Там, стараясь не дышать, король быстро выпил внушительную порцию и замер, уставившись в стену. Через несколько минут он, прикрыв рот ладонью, выпустил из желудка лишний воздух, покашлял и налил себе еще один бокал. Его он принял в три приема, изо всех сил борясь с подступавшей время от времени тошнотой. После этой операции короля передернуло, и он наконец сумел расслабить плечи — до сих пор бывшие, будто каменные.
Вино делало свое дело медленно, но верно. Вскоре королю захотелось закурить. Он настежь открыл одно из окон спальни, нашел на прикроватной тумбочке изящную трубочку из вишневого корня, задумчиво набил ее отборным краснозубским табаком и поджег.
Страх постепенно отступал, взор его величества начал проясняться, руки перестали дрожать. Король стал подумывать о том, чтобы умыться и позавтракать. Не хотелось только встречаться с Толлером и тем более – разговаривать с ним.
Поразмыслив и потушив трубку, Улаф решил отложить умывание. В шкафчике у двери нашлись еще вполне съедобные бисквиты и тарелка с сырной нарезкой.

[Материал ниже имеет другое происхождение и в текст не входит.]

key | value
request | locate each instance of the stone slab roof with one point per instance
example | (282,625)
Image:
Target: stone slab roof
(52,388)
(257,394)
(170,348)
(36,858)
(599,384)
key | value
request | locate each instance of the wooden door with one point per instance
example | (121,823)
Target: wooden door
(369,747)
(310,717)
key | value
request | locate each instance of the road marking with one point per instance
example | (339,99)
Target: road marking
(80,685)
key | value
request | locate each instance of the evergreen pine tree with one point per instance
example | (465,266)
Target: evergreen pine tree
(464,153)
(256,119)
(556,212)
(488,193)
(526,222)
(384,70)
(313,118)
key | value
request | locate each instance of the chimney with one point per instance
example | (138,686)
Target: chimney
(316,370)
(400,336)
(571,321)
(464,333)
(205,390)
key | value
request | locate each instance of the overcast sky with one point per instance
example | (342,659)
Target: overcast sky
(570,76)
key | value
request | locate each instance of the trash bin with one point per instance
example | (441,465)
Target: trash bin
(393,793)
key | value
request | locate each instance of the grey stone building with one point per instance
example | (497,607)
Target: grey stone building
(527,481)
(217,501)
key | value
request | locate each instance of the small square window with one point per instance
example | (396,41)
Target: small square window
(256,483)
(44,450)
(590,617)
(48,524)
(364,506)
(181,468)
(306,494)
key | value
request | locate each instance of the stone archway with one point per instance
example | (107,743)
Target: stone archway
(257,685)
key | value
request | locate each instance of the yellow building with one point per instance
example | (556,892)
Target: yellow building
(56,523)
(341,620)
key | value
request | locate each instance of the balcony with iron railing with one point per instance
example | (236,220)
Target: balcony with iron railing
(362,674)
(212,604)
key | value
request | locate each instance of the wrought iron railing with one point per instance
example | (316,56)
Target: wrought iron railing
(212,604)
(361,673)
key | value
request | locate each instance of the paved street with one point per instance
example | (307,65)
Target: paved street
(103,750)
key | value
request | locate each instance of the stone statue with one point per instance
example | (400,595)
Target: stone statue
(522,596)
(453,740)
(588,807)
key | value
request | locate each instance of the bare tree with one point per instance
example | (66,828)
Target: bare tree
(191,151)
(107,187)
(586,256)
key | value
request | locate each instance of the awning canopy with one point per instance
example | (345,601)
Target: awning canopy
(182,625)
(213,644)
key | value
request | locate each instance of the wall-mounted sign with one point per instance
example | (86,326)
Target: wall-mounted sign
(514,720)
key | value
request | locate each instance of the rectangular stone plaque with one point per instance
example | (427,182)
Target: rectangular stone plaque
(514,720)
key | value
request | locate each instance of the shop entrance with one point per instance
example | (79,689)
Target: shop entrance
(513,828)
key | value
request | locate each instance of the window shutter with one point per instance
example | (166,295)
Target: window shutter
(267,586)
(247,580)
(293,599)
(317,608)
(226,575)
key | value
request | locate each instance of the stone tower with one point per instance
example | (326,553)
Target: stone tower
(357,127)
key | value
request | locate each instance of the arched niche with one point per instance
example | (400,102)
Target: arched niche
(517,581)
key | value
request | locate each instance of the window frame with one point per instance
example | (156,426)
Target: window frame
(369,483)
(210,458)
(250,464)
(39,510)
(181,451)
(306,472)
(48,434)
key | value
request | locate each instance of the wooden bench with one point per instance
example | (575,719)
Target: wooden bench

Ее правда слегка разморило от тепла, кусочки сыра покрылись бисеринками влаги, но королю было все равно.
Он съел сладкий бисквит вместе с парой кусочков сыра, нимало не смущаясь таким сочетанием, после чего смог выпить еще один бокал белого даже с некоторой лихостью.
Страшно уже не было, и король позволил себе вспомнить о вчерашней встрече с дворянами Фоксии.
В одной из заброшенных задних комнат дворца, сидя в креслах, с которых наспех смахнули пыль, его ждали четверо. Когда король вошел в сопровождении конта Абна, все вскочили на ноги и отвесили церемонный поклон. Улаф махнул рукой, показывая, что, мол, не стоит, прошел к креслу, специально принесенному для него из парадной залы, уселся и пригласил гостей сделать то же самое.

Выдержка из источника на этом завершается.